Decidí leer la estructura que tenía escrita, a ver si ahí había algo que no funcionaba. Tenía el detonante bien colocado, tres actos claramente delimitados, puntos de giro.... Todo estaba en orden. A pesar de eso, cambié algunas cosas para que la historia funcionara aún mejor y me puse de nuevo a escribir desde el principio. Avancé con buen ritmo, superé los atascos previos hasta que, de nuevo, me encontré con un muro. Y así estoy desde entonces: adelante y atrás, adelante y atrás, adelante y atrás... He escrito tantas versiones que tengo documentos de años diferentes.

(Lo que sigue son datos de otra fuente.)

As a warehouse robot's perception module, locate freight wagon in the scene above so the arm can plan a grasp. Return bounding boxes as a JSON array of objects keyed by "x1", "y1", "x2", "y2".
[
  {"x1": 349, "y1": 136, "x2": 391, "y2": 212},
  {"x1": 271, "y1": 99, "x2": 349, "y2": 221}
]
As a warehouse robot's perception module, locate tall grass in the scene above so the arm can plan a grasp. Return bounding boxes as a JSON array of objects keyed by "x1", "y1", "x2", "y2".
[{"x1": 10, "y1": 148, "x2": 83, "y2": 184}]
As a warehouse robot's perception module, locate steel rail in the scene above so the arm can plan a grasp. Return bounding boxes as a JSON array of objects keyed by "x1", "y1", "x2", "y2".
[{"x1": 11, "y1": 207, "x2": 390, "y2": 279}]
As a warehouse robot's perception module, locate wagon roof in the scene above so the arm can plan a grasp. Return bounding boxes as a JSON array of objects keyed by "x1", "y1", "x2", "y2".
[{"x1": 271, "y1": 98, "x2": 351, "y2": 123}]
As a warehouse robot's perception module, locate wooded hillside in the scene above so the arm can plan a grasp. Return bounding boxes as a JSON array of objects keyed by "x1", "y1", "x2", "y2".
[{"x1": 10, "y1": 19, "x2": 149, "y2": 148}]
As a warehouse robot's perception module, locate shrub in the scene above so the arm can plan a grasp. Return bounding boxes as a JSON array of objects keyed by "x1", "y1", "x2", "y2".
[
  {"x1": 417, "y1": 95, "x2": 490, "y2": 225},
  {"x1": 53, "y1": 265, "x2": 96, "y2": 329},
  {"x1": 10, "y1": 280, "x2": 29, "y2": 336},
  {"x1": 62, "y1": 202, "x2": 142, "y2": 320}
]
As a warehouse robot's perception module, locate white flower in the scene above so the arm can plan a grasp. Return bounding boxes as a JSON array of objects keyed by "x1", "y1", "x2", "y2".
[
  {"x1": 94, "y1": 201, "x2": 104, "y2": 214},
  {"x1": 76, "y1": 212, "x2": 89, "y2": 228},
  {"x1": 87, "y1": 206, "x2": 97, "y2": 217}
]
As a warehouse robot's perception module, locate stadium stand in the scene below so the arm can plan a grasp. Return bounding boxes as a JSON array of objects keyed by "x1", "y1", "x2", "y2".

¿Qué narices le pasa a esa novela que no consigo acabarla ni a tiros? Leo las muchas versiones que ya he escrito y sé que, si continuara y llegara hasta el final, tendría una historia entera de esas que los manuales dirían que es correcta. Pero también sé que hay algo que no está escrito en ningún recetario de escritor y que es lo que me impide llegar hasta el final. Algo que hace que, en el fondo, la historia no funcione.
Y más de una década después, escucho en mi cabeza la voz de aquel primer escritor con el que hablé, dándome la clave de lo que le ocurre a esa novela: "Si no consigues escribir una historia es porque no te la crees".